El Bautista regresó al río, donde encontró a todo el mundo revolucionado. Se había formado un gran corro de curiosos junto a la orilla, y la gente de las hileras que aguardaba a bautizarse se agolpaba ahora en torno a sus discípulos. El grupo de Abner, que bautizaba en un recodo aguas abajo, se había unido al revuelo. En el centro de todo el gentío, dando explicaciones sorprendentes, estaban Santiago y Judá, junto a unos discípulos importantes de Juan, y antiguos amigos de Cafarnaúm: Andrés, José, y Jotán, todos ellos pescadores.[1]

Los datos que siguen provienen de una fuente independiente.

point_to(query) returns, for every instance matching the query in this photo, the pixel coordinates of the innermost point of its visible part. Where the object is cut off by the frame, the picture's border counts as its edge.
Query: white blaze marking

Al principio, sintió un fortísimo deseo de proclamar abiertamente lo que había ocurrido en el agua. Pero cuando encontró a la multitud tan impresionada y escuchó las discusiones de sus acólitos, no se sintió muy seguro de lo que hacer.
Juan imaginaba que proclamar a su primo como el Mesías resultaría lo más extravagante que se podía decir sobre el Libertador. Muchos de sus discípulos no lo aceptarían. Y hasta a él mismo le costaba imaginar cómo iba a ser esto posible. Por otra parte, ¿por qué se había marchado Jesús sin decir palabra…?
En cuanto le vieron llegar, los hermanos de Jesús dejaron a la gente plantada y se abalanzaron sobre el profeta:
—¿Qué ha ocurrido? ¿Adónde iba nuestro hermano con tanta prisa? —preguntó Santiago emocionado.
El Bautista pidió calma a la gente, que se arremolinó a su alrededor pidiéndole que hablara.
—Algo que aún no ha alcanzo a comprender ha ocurrido con vuestro hermano mayor. Algo extraordinario ha sucedido en el río.
—¿Por qué? ¿Qué ha sido? ¿Has hablado con él? ¿Qué te ha dicho?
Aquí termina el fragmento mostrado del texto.